ら言った。「あなたはいちばんりっぱな人よ。でもあなたが知らないことだってあるわ。」
「そしてお前は何を知ってるんだい? お前の豪《えら》い知識を見ようじゃないか。」
「私をからかっちゃいや。私は大して知ってやしないわ。でもあの人は、ジョルジュは、知っててよ。」
 クリストフは微笑《ほほえ》んだ。
「なるほど、そのとおりだ。愛する相手の者は、いつでも物を知ってるよ。」
 彼にとっては、彼らの知的優越に承服することよりも、彼らの音楽を辛抱することのほうがいっそう難事だった。彼らは彼の忍耐力をひどく悩ました。彼らがやって来るとピアノの音が絶えなかった。ちょうど小鳥にたいするように、恋愛は彼らの囀《さえず》りを眼覚《めざ》めさしたらしかった。しかし彼らは小鳥ほど巧みにはなかなか歌えなかった。オーロラは自分の才能を買いかぶってはいなかった。しかし許婚《いいなずけ》の男の才能にたいしてはそうではなかった。ジョルジュの演奏とクリストフの演奏との間になんらの差も認めなかった。おそらくジョルジュのひき方のほうを好んでたかもしれない。そしてジョルジュは、その皮肉な機敏さにもかかわらず、恋人の信念にかぶれがちだった。クリストフはそれに反対はしなかった。意地悪くも娘の意見に賛成した(が時にはたまらなくなって、少し強く扉《とびら》の音をさせながらその場を去ることもあった。)彼はジョルジュがトリスタン[#「トリスタン」に傍点]をピアノでひくのを、情愛と憐《あわ》れみとのこもった微笑を浮かべながら聞いた。人のよいこの青年は、トリスタン[#「トリスタン」に傍点]のたいへんな曲をひくのに、親切な感情に満ちてる若い娘に見るような愛すべきやさしさと、熱心な注意とをもってひいた。クリストフは一人で笑った。なぜ笑うかを彼に言いたくなかった。そして彼を抱擁してやった。そのままの彼を愛していた。おそらくそのためにいっそう愛していたのだろう……。憐れなる子供よ!……おう芸術も空なるかな!……

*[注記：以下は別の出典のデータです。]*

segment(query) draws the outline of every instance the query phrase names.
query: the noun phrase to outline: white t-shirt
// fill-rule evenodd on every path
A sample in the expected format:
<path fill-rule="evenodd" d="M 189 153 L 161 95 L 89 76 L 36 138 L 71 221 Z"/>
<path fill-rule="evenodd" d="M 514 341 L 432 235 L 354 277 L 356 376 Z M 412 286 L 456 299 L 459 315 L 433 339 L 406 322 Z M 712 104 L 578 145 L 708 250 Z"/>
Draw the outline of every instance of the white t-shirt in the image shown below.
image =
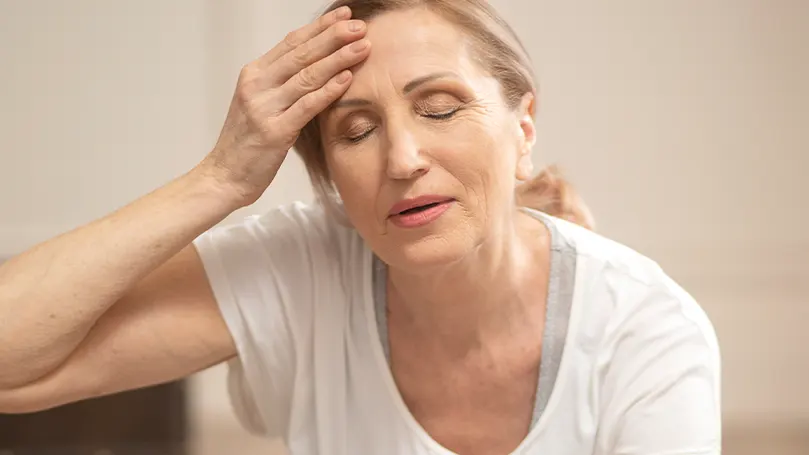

 彼は「自分の子供たち」――(彼は二人をそう呼んでいた)――のことをしばしばエマニュエルと話した。ジョルジュを好きだったエマニュエルは、よく冗談に言った、クリストフはジョルジュを自分に譲るべきだ、クリストフにはすでにオーロラがあるからと、そしてすべてを独占するのは公平でないと。